Why Palestinians keep voting Labor is a mystery to me, particularly when there is a major political party that is radically in support of Palestinian rights and liberation.
Last month, the Australian Young Labor, the national body for Young Labor , adopted the IHRA working definition of antisemitism in their national conference. When I spoke to supposedly pro-Palestine Labor youth about this and demanded an explanation as to how they did not vote down the motion to adopt a definition of antisemitism which dangerously conflates criticism of Israel with racism, their (paraphrased) response was “oh well, we abstained from voting as we didn’t have the numbers to win.” The future of the Labor Party is dire when it comes to Palestine.
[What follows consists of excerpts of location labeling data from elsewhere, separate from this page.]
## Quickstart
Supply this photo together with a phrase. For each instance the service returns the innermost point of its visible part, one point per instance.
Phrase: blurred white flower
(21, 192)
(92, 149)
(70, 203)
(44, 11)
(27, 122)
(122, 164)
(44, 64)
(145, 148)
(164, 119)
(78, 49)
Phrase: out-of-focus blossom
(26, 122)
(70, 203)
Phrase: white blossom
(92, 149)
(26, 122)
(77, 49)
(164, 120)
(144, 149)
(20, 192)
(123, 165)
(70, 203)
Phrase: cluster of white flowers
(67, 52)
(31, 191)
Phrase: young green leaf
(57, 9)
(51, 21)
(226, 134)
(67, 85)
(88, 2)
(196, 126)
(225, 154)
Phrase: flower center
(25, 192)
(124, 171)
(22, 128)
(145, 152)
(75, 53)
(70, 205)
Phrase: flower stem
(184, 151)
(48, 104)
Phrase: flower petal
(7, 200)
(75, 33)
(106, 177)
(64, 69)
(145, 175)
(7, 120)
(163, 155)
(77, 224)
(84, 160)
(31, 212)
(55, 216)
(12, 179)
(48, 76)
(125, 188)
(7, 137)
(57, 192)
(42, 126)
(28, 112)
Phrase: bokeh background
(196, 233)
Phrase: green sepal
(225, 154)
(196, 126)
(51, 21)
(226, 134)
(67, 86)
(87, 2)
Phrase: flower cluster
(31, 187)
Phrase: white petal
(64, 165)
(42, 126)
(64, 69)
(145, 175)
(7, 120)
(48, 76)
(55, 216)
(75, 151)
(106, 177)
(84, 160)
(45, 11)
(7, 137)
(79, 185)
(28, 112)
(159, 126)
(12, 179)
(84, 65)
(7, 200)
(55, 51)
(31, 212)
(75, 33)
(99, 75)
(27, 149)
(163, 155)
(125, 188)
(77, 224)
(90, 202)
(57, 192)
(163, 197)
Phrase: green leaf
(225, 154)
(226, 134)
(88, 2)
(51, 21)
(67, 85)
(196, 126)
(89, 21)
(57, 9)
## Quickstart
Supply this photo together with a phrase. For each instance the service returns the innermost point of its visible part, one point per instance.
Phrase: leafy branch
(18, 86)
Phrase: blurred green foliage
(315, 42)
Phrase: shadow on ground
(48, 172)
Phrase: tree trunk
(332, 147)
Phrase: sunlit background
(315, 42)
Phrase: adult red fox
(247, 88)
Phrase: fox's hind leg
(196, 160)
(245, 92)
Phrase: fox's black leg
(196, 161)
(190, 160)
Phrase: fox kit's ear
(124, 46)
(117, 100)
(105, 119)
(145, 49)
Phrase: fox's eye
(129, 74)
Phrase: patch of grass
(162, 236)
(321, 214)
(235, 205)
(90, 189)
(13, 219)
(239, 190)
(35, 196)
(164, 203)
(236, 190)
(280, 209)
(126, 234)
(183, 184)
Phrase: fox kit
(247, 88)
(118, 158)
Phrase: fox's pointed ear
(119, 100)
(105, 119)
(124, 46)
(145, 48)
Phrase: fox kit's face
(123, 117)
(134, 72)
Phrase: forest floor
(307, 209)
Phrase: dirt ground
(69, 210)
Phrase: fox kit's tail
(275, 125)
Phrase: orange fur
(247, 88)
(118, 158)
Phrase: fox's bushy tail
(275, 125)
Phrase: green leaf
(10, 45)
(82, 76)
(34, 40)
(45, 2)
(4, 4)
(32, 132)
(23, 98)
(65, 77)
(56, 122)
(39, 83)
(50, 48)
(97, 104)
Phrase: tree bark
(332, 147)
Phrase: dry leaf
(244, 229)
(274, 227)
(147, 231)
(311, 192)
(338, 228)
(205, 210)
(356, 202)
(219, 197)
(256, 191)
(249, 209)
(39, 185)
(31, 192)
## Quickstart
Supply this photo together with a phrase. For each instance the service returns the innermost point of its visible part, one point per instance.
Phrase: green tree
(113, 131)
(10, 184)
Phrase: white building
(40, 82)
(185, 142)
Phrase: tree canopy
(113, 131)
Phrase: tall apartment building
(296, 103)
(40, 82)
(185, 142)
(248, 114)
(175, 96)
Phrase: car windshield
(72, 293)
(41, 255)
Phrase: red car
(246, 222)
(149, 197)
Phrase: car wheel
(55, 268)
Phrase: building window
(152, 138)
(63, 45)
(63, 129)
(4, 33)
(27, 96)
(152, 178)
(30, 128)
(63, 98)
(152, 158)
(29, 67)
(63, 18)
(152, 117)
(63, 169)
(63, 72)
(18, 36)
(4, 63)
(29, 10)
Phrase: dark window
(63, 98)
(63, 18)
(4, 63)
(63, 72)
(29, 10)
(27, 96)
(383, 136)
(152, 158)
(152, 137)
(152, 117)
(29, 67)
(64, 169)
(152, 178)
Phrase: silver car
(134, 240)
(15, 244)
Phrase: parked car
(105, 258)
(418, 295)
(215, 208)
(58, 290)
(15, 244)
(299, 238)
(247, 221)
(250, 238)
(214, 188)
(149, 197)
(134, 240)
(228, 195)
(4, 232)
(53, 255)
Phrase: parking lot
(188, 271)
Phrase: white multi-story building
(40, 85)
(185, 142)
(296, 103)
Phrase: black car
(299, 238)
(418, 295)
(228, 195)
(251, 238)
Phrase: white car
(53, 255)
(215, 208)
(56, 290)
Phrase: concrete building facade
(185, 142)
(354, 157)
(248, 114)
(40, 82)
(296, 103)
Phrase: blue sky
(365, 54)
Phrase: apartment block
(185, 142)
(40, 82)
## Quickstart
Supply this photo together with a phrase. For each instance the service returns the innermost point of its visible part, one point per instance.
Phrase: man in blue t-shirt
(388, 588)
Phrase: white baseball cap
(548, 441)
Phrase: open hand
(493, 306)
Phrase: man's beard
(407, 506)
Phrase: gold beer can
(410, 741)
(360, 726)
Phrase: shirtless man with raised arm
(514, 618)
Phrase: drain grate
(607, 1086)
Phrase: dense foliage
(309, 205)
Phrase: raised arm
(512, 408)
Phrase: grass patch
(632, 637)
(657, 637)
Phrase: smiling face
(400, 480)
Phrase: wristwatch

Chris Minns, the Premier of NSW, has himself delivered addresses at zionist conferences, aligning himself with the Zionist Federation of Australia and the Zionist Council of NSW.
The federal, state, and local Labor parties are all complicit in their support for the colonial state: their hands are bloodied with the deaths of over 100 Palestinians this year alone. This year has been one of the worst for our people - the terrorist state commands no respect nor “celebration” so long as it continues to colonise, occupy, murder, steal land, subjugate the indigenous population and grow the settlement project. The Labor party cannot claim they are “proIndigenous rights” yet support the Israeli regime. They have deliberately chosen, time and time again, to stand on the side of the coloniser, not the colonised; the oppressor, not the oppressed.
At what point will Palestinians, Arabs and Muslims finally decide to cut ties with this active player in the oppression of Palestinians?